David Parker — wearing his Attorney-General’s hat — issued his determination on the Rotorua District Council (Representation Arrangements) Bill on Friday, unfortunately after the Māori Affairs Committee had already begun hearing oral submissions.
Despite being unfashionably late to the party, Parker fulfilled his obligations by declaring the bill — which would allow 21,700 voters on the Māori roll to elect three ward councillors while 55,600 voters on the general roll would also elect three ward councillors — to be inconsistent with the Bill of Rights Act. He concluded the bill would limit the right to be free from discrimination and “cannot be justified”.
The Attorney-General has, as Crown Law describes it:
"a unique role that combines, on the one hand, the obligation to act on some matters independently, free of political considerations, with, on the other hand, the political partisanship that is otherwise properly associated with other ministerial offices."
These dual roles explain why David Parker could advise Parliament on April 22 that the Rotorua bill was inconsistent with the Bill of Rights Act after having voted for it on April 6, when it must have been obvious to him then that it breached the act’s provisions, particularly the ban on race-based discrimination.
In his legal analysis, Parker wrote:
"In a representative democracy, it is important to maintain approximately the same level of representation for everyone. The proposed arrangements in the Bill would make the number of council members for the Māori ward disproportionately higher than the number of council members for the general ward in comparison to their respective populations.

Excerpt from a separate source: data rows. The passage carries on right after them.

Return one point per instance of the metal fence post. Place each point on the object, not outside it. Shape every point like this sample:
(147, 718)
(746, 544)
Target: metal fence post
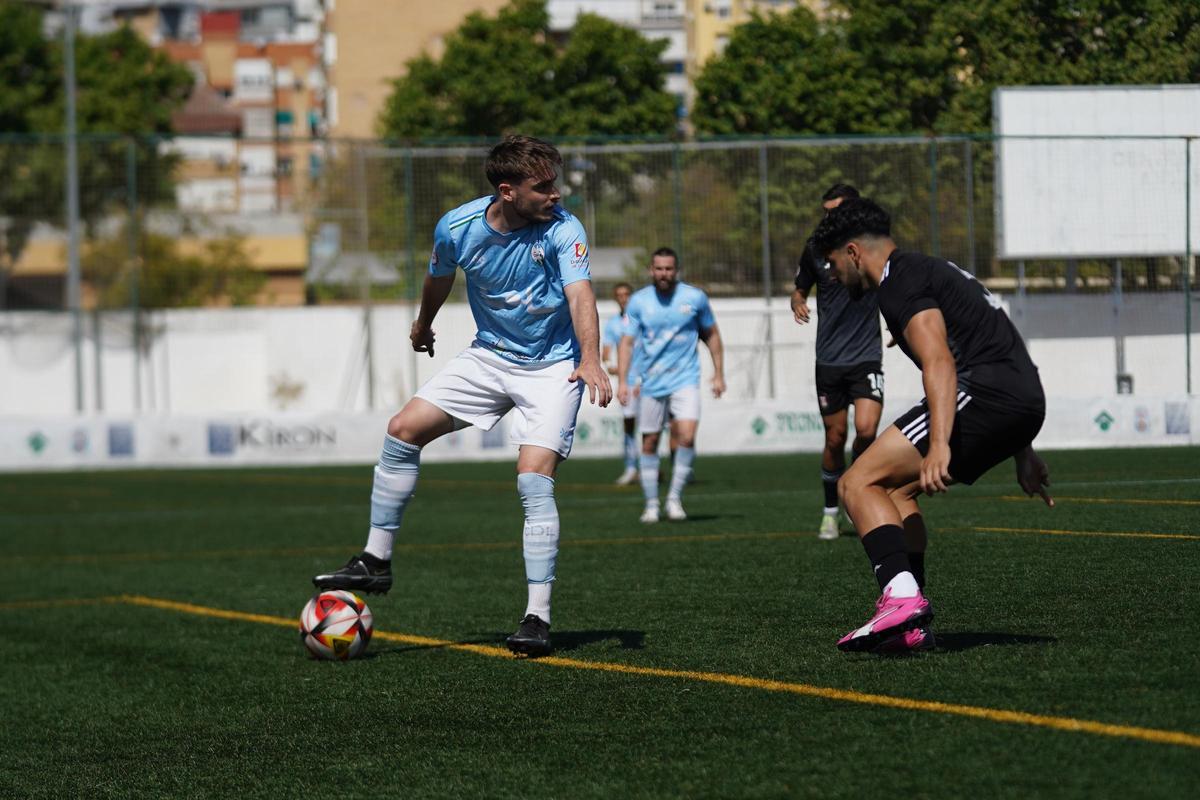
(935, 246)
(72, 199)
(1187, 259)
(765, 215)
(135, 266)
(969, 169)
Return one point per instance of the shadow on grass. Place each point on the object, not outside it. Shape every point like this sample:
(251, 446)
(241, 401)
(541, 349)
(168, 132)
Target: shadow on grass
(702, 517)
(567, 641)
(564, 642)
(971, 639)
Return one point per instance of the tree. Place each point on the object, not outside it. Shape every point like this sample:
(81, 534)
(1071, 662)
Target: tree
(783, 74)
(929, 66)
(505, 73)
(124, 88)
(1054, 42)
(169, 277)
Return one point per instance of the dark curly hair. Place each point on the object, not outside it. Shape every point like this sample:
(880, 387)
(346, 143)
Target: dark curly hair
(855, 217)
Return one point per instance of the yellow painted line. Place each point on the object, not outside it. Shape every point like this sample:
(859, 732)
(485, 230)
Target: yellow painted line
(60, 603)
(1115, 500)
(1049, 531)
(744, 681)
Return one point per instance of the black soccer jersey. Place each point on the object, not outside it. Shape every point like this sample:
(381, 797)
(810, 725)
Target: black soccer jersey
(989, 355)
(847, 330)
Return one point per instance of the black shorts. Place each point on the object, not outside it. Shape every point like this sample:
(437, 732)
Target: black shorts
(840, 386)
(984, 433)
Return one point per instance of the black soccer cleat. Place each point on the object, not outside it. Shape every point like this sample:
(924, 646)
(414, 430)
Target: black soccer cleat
(363, 572)
(532, 637)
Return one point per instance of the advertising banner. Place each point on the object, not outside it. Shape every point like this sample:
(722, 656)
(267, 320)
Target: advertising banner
(725, 428)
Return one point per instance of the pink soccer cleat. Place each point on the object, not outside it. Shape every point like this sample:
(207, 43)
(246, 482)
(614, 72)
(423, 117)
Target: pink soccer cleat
(918, 639)
(893, 615)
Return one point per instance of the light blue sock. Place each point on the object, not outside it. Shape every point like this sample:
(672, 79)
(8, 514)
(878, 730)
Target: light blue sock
(540, 534)
(630, 451)
(682, 471)
(395, 480)
(651, 477)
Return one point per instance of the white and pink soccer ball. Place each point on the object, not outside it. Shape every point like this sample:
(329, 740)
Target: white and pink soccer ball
(336, 625)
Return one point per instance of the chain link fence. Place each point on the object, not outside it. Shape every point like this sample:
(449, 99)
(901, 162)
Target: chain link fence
(186, 222)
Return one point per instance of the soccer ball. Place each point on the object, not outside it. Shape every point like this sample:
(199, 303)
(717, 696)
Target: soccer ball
(336, 625)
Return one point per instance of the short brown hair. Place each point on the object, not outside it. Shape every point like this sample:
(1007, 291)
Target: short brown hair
(519, 157)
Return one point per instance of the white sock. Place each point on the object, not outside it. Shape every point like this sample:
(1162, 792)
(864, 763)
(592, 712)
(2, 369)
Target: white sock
(539, 601)
(651, 479)
(379, 542)
(903, 585)
(681, 471)
(395, 481)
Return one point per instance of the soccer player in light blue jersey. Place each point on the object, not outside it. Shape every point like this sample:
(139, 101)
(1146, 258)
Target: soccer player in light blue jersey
(610, 342)
(666, 322)
(537, 347)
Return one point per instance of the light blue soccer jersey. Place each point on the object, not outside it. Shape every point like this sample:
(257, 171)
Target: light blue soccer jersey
(515, 281)
(616, 328)
(666, 331)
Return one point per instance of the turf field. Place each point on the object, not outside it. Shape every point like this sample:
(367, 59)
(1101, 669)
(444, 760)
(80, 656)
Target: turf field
(149, 645)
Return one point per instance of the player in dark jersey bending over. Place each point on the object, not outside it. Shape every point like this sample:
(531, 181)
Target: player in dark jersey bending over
(849, 370)
(983, 404)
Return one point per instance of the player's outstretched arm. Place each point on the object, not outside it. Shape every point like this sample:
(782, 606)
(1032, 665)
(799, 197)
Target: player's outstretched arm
(1033, 475)
(582, 302)
(712, 337)
(624, 358)
(799, 306)
(433, 295)
(925, 334)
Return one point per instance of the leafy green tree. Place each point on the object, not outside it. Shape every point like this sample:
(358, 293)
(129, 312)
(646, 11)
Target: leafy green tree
(167, 276)
(505, 73)
(783, 74)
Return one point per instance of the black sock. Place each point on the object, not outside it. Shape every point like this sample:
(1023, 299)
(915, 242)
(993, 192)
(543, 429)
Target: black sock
(917, 561)
(885, 547)
(373, 560)
(829, 480)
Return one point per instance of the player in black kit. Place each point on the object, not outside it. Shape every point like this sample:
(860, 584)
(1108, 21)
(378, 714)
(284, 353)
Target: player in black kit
(849, 364)
(983, 404)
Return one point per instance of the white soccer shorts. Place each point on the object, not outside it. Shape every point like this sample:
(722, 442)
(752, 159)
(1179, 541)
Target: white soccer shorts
(683, 404)
(630, 410)
(478, 386)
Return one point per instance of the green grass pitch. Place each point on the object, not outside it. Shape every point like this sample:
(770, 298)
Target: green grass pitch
(1089, 613)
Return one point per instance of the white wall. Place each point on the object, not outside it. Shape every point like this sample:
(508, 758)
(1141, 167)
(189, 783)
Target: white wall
(312, 360)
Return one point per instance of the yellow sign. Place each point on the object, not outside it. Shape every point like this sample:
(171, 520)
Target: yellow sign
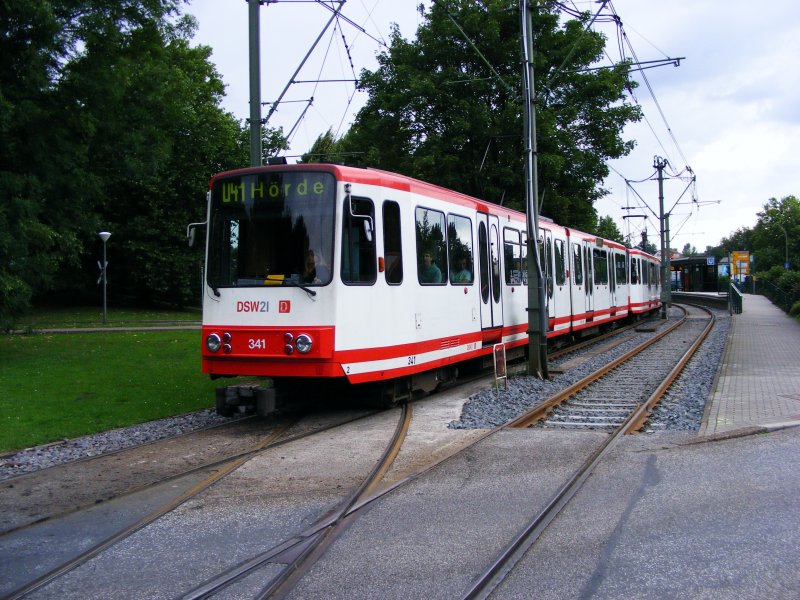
(741, 262)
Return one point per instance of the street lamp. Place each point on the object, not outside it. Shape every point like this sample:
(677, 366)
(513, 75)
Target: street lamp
(785, 264)
(104, 235)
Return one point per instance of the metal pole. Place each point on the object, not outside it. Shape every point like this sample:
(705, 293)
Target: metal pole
(537, 307)
(104, 235)
(255, 85)
(786, 262)
(666, 281)
(105, 283)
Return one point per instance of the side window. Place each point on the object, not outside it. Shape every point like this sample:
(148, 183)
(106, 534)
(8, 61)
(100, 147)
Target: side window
(548, 262)
(359, 264)
(524, 258)
(391, 242)
(577, 264)
(512, 253)
(622, 272)
(483, 261)
(431, 248)
(600, 267)
(459, 245)
(560, 262)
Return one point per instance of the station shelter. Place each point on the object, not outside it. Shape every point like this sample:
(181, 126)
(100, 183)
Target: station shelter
(694, 274)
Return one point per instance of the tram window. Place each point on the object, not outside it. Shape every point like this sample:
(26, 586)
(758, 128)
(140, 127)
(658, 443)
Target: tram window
(548, 265)
(359, 264)
(431, 247)
(523, 261)
(391, 242)
(483, 261)
(459, 245)
(600, 267)
(620, 267)
(560, 262)
(577, 264)
(512, 251)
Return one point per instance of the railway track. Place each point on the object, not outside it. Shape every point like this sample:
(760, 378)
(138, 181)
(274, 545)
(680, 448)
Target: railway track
(581, 404)
(310, 545)
(296, 553)
(216, 470)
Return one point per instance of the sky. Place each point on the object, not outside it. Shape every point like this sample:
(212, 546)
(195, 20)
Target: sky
(730, 111)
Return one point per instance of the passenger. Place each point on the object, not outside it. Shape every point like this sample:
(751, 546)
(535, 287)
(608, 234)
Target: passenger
(461, 274)
(429, 272)
(315, 270)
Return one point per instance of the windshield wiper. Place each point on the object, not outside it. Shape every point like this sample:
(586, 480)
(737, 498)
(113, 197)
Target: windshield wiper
(294, 283)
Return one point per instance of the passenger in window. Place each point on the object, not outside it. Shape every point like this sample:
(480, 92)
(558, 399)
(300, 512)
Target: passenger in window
(461, 274)
(429, 272)
(315, 271)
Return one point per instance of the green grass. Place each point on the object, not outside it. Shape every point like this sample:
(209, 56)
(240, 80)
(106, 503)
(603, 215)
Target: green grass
(93, 317)
(67, 385)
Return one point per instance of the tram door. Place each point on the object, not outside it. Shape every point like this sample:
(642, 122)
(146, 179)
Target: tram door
(489, 270)
(587, 252)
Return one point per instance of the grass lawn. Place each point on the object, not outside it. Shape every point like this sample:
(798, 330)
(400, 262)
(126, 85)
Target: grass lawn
(93, 317)
(67, 385)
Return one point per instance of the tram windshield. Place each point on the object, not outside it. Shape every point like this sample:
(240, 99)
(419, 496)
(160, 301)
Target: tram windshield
(271, 228)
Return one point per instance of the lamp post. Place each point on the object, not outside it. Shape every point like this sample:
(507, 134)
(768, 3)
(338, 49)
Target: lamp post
(786, 263)
(104, 235)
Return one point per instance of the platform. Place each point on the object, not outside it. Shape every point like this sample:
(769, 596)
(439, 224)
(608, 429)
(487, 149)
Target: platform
(758, 382)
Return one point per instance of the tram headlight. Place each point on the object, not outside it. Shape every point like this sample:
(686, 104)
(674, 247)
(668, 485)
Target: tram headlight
(213, 342)
(303, 343)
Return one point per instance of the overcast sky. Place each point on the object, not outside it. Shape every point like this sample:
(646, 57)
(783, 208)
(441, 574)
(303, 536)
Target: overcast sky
(732, 106)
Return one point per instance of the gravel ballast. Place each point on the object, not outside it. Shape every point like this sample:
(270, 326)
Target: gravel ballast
(681, 410)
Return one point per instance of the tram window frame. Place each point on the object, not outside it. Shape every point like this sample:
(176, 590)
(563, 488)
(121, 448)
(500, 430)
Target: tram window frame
(600, 260)
(513, 253)
(577, 264)
(359, 267)
(436, 247)
(559, 256)
(621, 268)
(392, 243)
(459, 245)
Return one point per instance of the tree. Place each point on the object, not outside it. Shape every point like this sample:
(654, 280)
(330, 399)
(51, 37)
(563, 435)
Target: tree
(777, 232)
(110, 120)
(607, 228)
(646, 246)
(438, 112)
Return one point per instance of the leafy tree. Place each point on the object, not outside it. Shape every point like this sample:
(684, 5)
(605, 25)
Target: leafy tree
(110, 120)
(646, 246)
(777, 233)
(607, 228)
(436, 111)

As the disadvantaged group is those on the general roll, changing representation arrangements away from proportional representation therefore creates a disadvantage for non-Māori as they cannot in future elect to change rolls."
The Rotorua bill also breaches the Local Electoral Act 2001, which is the reason it was introduced to Parliament in the first place.
The electoral act requires wards to be approximately the same size, in order to maintain the democratic principle of equal voting power for each voter, or as near as is possible. In short, the bill needs Parliament’s ratification because the model proposed by the Rotorua council for electing councillors is currently illegal.
Labour list MP Tamati Coffey brought the bill to Parliament as a local bill. He described it at its first reading in Parliament on April 6 as a “tweak” to democracy.
On his Facebook page he summed up a critical part of his parliamentary speech in support of the bill as:
"Democracy in Aotearoa is a funny thing. It’s a Greek philosophy, implemented in our Westminster / British system of Parliament, that must be moulded to honour our nation’s commitments, like for example, to Te Tiriti o Waitangi."
So confident was Coffey of the righteousness of his campaign to “tweak” and “mould” democracy that he seemed to think the usual period for submissions of four to six weeks for a bill could be happily whittled down to two — including the Easter break, which meant a bare eight working days available for submissions.
His optimism turned out to be misplaced. The furore over the shortened time-frame and outrage over the bill’s constitutional implications has meant the period for written submissions has been extended until May 4.
According to David Farrar on his website Kiwiblog, around 10,000 written submissions had been received by Friday with apparently 2500 of these submitters asking to follow up with an oral presentation (via Zoom). With so many wanting to be heard, the Māori Affairs Committee — chaired by Coffey — has been split into two groups to handle the numbers.
Watching the oral submissions made on Friday, it was clear that many did not agree that the Rotorua representation bill amounted to the trifling tweak of democracy Coffey imagined it to be.
The bill had its firm supporters — including Rotorua District councillor Merepeka Raukawa-Tait, former New Plymouth mayor Andrew Judd and former Māori Party co-leader Te Ururoa Flavell. Flavell saw the bill as a “step in the right direction” and thought any fuss over it would be quickly forgotten. But submitter after submitter also pointed to the dangers of undermining the democratic principle of equal suffrage.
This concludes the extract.